According to this report, “anticoagulants have been identified as one of the top five drug types associated with patient safety incidents in the United States.” (Id.) From January 1997 through December 2007, the Joint Commission reported that there 446 medication-related sentinel events (9.3 percent of all events) reported in their event database, with 7.2 percent (32) of these involving anticoagulants; of those, two-thirds (21) involve heparin. (Id. See also the illustrative chart on the Joint Commission Website.) Further, according to the United States Pharmacopeia MEDMARX database, there were a total of 59,316 medication errors related to anticoagulants reported to their database from 2001 to 2006 (these data do not include errors involving heparin lock flush). (Id.) According to the report, “nearly 60 percent of these errors reached the patient and nearly 3 percent resulted in harm or death.” (Id.) Further, “performance error (e.g., administration) is the most common cause of adverse events relating to anticoagulant medications.” (Id.)

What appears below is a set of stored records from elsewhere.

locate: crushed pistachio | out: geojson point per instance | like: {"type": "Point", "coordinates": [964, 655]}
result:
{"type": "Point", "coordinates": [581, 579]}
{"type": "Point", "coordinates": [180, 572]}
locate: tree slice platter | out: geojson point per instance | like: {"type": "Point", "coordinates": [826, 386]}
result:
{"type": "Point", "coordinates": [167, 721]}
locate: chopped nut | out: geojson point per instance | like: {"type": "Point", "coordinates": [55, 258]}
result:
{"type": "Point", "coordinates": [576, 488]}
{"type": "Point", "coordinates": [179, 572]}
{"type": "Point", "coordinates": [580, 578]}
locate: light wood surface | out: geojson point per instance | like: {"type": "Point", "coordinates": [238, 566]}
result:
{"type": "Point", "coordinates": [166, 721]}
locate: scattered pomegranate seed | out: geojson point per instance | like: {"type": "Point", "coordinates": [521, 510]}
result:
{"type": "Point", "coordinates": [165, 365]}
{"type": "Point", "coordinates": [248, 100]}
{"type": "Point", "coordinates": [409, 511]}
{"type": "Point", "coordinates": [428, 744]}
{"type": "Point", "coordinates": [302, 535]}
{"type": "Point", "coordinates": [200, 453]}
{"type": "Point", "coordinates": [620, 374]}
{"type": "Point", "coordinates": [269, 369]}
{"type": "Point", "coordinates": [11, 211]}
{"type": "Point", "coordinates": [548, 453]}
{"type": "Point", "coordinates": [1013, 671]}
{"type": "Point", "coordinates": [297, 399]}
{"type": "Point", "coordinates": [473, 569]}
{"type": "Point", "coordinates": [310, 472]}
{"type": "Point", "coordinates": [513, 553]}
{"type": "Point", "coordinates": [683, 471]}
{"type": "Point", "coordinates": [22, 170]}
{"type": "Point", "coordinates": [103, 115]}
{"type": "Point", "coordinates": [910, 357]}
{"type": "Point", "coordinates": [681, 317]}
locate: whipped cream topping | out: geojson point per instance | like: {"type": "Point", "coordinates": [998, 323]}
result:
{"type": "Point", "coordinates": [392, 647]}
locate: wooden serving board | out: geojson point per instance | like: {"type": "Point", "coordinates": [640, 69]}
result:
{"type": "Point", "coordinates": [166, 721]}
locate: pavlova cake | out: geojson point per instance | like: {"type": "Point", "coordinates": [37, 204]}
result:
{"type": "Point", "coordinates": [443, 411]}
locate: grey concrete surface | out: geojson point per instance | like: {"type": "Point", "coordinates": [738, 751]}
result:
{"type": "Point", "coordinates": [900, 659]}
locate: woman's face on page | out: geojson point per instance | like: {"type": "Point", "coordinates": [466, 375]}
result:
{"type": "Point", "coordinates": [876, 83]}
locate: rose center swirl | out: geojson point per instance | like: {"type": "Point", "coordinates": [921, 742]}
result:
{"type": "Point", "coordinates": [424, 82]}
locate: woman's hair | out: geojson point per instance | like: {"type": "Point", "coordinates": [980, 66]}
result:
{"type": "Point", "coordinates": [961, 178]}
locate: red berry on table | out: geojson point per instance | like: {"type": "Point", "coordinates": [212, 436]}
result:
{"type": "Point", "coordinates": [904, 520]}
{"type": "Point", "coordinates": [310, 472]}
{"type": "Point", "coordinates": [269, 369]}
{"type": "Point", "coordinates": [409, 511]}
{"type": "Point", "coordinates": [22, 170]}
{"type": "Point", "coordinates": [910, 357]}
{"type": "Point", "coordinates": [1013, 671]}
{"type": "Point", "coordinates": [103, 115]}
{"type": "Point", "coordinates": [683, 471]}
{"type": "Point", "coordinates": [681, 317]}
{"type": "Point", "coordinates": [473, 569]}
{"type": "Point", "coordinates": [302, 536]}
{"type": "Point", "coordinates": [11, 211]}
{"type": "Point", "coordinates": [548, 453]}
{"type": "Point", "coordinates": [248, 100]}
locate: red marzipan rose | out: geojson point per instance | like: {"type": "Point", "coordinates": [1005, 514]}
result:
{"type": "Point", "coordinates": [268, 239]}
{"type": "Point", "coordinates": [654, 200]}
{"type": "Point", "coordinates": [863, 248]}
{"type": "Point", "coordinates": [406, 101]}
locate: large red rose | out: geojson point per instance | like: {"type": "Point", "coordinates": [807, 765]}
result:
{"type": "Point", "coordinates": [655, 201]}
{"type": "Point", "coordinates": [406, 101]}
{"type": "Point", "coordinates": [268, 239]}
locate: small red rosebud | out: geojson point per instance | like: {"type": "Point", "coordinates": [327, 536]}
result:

The Joint Commission explained in its report that “heparin and warfarin in particular have narrow therapeutic ranges and a high potential for complications, so there is a greater risk of patient harm.” (Id.) It also listed the following factors which also contribute to medication errors involving anticoagulants:

• Lack of standardization for the naming, labeling and packaging of anticoagulants creates confusion. For example, heparin flush syringes have been confused with LMW heparin syringes. In addition, other, lesser-known anticoagulant drug names exist (e.g., enoxaparin, dalteparin, tinzaparin) and are used less commonly, which can result in duplicate medication orders and erroneous dosing.
• Keeping current with different dosing regimens for various patient populations, newer assay methods, the expanding lists of drug interactions, and the potential reversal strategies can be a challenge for providers—especially those who infrequently prescribe or administer anticoagulants.
• The specific and individualized instructions and monitoring information (for example, dose adjustments, lab values, changing patient condition) that accompany the prescribing and administration of anticoagulants may fail to get documented or communicated during transfers and hand-offs.
• Neonates and other pediatric patients are problematic to treat, specifically because the medications are formulated and packaged primarily for adults.

(Id.) The Joint Commission offers suggestions on how to reduce these dangers.

What is missing from the report is the danger of contamination and the lack of updated and appropriate testing for imported drugs, which unfortunately, may have claimed as many lives in a just few months, as dosage errors have claimed in the past ten years.